Brésil : "Ce n'était pas comme ça avant" : les jeunes indigènes du Rio Negro dénoncent les impacts du changement climatique

Publié le 27 Novembre 2020

Mardi 24 novembre 2020


L'alerte a eu lieu lors de la IVe assemblée élective du département des adolescents et de la jeunesse indigène de la Foirn, à São Gabriel da Cachoeira (AMazonas) ; les rapports parlent d'un soleil plus chaud et d'un changement de comportement des rivières


Nous sommes en novembre, et dans certaines communautés du rioTiquié, dans la forêt amazonienne, c'est comme la veille du Nouvel An. Chaque fin d'année, les cycles du calendrier indigène de la région commencent à compter : la constellation "Jararaca" apparaît dans le ciel, indiquant que c'est le moment de l'inondation de la rivière pendant environ deux semaines. Lorsque le flux de poissons diminue, jusqu'à ce qu'il devienne presque rare, il revient alors. Cependant, ce cycle est en train de changer.

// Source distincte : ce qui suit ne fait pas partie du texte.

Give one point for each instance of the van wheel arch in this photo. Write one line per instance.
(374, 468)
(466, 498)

"La constellation apparaît et le fleuve se remplit encore, il continue à se remplir. Mais c'est différent : il commence à se remplir et s'arrête. Il ne se remplit plus de la même manière. Il devient plus difficile de planifier en fonction des constellations. C'était plus précis", déplore Mauro Monteiro Pedrosa, un agent indigène de gestion environnementale de l'Instituto Socioambiental (ISA).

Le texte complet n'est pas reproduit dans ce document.